TUNNELING IN THIN GATE OXIDE MOS STRUCTURES (SILICON IMPACT IONIZATION, VALENCE-BAND, ELECTRON)

A comprehensive study has been carried out to investigate the carrier tunneling related phenomena in thin gate oxide MOS structures. Specifically, MOS capacitors with oxide thickness ranging from 3 nm to 14 nm of Al-gate and n('+) poly-gate on p-type and n-type Si-substrates are used to characterize electron tunneling in Fowler-Nordheim(F-N) and direct regimes. An oxide electronic effective mass of 0.39 m(,e) is obtained for an assumed barrier height of 3.2 eV, using the parabolic 1-band interpretation for the dispersion relation in the oxide band-gap. Also, the parameters A and (beta) associated with the F-N equation are found to be slightly dependent on the oxide thickness.

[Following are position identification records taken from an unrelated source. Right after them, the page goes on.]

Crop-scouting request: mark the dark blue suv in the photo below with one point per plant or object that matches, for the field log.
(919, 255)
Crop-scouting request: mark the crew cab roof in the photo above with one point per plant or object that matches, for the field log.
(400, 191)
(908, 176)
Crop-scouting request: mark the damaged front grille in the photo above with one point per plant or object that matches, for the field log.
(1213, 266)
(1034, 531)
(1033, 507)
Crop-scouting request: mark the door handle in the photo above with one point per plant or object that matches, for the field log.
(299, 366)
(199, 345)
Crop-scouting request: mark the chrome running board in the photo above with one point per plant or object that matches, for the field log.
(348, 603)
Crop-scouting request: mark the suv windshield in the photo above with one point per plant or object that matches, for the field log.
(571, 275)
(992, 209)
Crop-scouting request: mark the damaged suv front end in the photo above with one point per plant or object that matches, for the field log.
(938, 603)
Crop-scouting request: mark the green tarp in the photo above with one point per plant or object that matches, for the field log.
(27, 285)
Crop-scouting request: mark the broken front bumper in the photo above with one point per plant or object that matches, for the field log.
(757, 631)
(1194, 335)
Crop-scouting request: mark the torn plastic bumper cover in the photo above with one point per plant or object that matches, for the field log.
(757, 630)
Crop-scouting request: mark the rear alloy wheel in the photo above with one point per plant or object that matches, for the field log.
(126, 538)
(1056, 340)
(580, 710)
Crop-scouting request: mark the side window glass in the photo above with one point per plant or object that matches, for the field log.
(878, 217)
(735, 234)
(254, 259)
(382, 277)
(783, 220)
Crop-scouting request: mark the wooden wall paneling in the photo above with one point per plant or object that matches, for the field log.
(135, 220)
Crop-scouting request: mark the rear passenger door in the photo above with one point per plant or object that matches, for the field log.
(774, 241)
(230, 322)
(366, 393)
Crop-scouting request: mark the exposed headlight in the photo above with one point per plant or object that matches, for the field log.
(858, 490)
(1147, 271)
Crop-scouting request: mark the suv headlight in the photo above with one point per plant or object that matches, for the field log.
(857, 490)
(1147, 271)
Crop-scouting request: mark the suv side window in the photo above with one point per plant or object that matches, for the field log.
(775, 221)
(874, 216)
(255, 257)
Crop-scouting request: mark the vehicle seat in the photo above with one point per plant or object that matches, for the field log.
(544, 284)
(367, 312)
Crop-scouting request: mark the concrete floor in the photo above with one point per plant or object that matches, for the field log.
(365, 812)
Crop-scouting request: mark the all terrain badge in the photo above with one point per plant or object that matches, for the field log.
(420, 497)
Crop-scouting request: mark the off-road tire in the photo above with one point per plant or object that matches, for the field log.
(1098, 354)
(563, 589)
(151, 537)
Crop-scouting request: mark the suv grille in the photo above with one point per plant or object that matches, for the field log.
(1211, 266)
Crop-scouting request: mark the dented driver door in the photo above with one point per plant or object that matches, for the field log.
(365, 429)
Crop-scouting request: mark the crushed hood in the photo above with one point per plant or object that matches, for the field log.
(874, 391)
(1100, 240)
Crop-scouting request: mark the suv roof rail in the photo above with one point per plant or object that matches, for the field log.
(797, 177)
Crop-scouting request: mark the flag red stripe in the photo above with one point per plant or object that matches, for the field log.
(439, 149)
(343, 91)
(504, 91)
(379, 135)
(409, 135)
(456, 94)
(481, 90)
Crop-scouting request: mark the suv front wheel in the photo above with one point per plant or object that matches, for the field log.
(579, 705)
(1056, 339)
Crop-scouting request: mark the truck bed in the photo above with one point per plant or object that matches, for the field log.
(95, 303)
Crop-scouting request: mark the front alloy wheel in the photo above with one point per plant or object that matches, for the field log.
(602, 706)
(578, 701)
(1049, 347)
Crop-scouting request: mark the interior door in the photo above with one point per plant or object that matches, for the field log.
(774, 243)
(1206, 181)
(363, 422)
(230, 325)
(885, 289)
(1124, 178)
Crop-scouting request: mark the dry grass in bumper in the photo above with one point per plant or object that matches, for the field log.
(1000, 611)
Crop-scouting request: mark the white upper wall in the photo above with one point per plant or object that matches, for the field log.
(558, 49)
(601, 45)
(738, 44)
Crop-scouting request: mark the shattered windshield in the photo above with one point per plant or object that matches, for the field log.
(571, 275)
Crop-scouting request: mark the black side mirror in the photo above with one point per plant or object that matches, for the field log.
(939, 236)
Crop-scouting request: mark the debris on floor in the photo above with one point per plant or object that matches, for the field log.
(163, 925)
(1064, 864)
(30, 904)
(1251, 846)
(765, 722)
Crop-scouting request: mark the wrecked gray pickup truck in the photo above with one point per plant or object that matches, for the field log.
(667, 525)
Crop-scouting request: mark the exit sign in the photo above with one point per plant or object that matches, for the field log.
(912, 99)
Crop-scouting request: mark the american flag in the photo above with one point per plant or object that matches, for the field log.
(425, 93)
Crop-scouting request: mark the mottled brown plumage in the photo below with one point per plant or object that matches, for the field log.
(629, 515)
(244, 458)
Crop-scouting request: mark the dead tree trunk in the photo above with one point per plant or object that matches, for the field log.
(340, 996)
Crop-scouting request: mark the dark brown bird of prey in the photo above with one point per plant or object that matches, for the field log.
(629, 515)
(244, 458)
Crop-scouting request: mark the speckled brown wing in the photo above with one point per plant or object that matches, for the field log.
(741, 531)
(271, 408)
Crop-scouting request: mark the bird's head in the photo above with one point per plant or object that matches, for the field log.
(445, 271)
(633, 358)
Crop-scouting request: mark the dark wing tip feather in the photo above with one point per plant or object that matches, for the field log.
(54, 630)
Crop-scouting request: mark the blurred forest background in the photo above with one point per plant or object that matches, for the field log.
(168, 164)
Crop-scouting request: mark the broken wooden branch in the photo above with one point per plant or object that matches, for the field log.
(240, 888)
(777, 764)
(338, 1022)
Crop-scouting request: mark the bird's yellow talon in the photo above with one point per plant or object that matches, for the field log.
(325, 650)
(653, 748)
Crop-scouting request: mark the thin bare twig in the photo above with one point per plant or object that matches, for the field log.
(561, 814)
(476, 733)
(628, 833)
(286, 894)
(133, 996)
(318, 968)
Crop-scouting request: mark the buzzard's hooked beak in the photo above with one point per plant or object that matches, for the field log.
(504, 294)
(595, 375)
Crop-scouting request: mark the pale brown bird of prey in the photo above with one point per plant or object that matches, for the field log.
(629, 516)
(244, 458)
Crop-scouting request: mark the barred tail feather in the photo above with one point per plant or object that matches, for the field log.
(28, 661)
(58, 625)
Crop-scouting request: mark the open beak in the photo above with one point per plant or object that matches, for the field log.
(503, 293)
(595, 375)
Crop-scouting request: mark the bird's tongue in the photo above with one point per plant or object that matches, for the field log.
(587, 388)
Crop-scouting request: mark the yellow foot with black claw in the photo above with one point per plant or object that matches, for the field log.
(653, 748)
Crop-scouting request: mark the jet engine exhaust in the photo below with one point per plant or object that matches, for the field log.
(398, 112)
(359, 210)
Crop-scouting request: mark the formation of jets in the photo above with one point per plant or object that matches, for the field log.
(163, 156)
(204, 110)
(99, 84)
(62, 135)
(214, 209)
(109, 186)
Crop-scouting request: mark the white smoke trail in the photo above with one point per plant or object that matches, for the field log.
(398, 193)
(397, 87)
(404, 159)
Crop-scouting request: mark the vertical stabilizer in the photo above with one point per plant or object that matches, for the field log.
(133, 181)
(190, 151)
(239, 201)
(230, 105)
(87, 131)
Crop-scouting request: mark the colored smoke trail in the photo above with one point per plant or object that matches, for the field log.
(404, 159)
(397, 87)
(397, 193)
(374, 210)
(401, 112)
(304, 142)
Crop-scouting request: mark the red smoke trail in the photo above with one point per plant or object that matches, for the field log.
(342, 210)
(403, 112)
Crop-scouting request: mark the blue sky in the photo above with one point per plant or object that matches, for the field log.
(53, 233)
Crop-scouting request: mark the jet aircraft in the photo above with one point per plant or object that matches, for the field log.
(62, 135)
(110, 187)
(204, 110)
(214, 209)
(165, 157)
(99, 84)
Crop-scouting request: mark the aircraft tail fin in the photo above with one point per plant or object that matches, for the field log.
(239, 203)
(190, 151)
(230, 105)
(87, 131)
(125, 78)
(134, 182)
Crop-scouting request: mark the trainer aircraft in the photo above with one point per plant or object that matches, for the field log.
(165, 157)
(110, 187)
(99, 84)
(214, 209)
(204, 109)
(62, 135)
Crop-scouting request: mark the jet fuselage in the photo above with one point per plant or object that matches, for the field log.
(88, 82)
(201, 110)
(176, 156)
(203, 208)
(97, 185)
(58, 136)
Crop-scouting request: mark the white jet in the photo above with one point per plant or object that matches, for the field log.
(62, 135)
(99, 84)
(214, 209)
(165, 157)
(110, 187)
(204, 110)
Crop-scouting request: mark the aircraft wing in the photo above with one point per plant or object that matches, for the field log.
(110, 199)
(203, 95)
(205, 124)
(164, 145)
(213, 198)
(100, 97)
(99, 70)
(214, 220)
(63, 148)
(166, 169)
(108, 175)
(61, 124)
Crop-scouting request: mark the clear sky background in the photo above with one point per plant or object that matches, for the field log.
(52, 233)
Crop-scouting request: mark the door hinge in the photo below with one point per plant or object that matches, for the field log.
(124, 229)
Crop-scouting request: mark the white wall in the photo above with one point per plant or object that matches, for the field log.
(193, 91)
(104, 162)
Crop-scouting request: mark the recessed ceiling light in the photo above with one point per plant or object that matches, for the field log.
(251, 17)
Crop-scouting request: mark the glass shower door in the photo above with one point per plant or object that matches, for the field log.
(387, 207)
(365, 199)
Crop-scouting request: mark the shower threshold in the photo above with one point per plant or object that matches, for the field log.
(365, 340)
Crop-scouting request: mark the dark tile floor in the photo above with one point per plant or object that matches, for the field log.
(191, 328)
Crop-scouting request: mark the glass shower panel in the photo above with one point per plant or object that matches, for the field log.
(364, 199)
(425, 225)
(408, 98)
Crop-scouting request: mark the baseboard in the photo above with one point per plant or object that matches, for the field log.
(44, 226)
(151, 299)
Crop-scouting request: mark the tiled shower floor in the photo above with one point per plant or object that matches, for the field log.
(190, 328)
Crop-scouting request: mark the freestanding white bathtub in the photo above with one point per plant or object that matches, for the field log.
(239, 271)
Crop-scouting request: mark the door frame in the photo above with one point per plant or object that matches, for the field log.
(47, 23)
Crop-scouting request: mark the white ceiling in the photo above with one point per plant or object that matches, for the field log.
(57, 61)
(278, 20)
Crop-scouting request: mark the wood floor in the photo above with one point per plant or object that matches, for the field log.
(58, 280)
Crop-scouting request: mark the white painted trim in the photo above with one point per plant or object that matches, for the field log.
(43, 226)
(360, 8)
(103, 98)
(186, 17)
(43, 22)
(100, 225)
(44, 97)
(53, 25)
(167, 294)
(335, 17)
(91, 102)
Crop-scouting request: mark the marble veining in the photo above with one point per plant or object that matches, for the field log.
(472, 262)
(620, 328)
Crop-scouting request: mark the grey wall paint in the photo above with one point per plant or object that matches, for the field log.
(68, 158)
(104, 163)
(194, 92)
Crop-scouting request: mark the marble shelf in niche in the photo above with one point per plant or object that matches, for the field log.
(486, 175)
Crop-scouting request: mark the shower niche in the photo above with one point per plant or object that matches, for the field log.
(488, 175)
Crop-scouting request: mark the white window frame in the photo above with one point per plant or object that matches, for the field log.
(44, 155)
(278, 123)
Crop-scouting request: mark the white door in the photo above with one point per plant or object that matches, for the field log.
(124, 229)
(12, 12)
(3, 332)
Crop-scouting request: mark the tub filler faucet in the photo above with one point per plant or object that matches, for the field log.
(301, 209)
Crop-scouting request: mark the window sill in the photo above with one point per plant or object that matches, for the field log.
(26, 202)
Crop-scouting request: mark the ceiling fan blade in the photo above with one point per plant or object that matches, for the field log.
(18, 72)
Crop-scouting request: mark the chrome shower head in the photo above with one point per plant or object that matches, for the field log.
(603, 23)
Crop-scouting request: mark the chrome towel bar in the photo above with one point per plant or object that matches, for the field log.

Theoretical analysis has shown that the same current vs. oxide-field characteristics expressed by the F-N equation also holds for the Franz-type 2-band dispersion relation. In fact, a Franz-type dispersion relation of E(,gox) = 9 eV and m(,ox) = 0.5 m(,e), is found to be equivalent to the above-mentioned parabolic relation in the F-N regime. These two dispersion relations are tested in the direct tunneling regime and it is found that the Franz-type expression yields better agreement with the experimentally obtained tunneling current vs. voltage relationships. N('+) poly-gate thin-oxide n-channel MOSFET's are used to characterize the substrate valence-band electron tunneling currents. The experimental studies on valence-band electron tunneling give further support of the 2-band nature of the oxide dispersion relations. In addition, p-channel n('+) poly-gate MOSFET's of very thin-oxides are used to study quantum yield of electron impact ionization in silicon as well as hole-tunneling phenomenon. In the impact ionization study, electrons are injected into silicon from the gate by tunneling. Using the carrier-separation properties of the induced junction and since the energy of the injected electrons is preserved when they pass through the oxides by direct tunneling, we are able to experimentally measure the number of generated electron-hole pairs as a function of the incident electron energy, at least up to 5 eV. Our results are found to be in excellent agreement with recent theoretical calculations of quantum yield. On the other hand, hole tunneling currents are also observed in ultrathin-oxide samples and they become negligibly small for oxide thickness greater than 4 nm.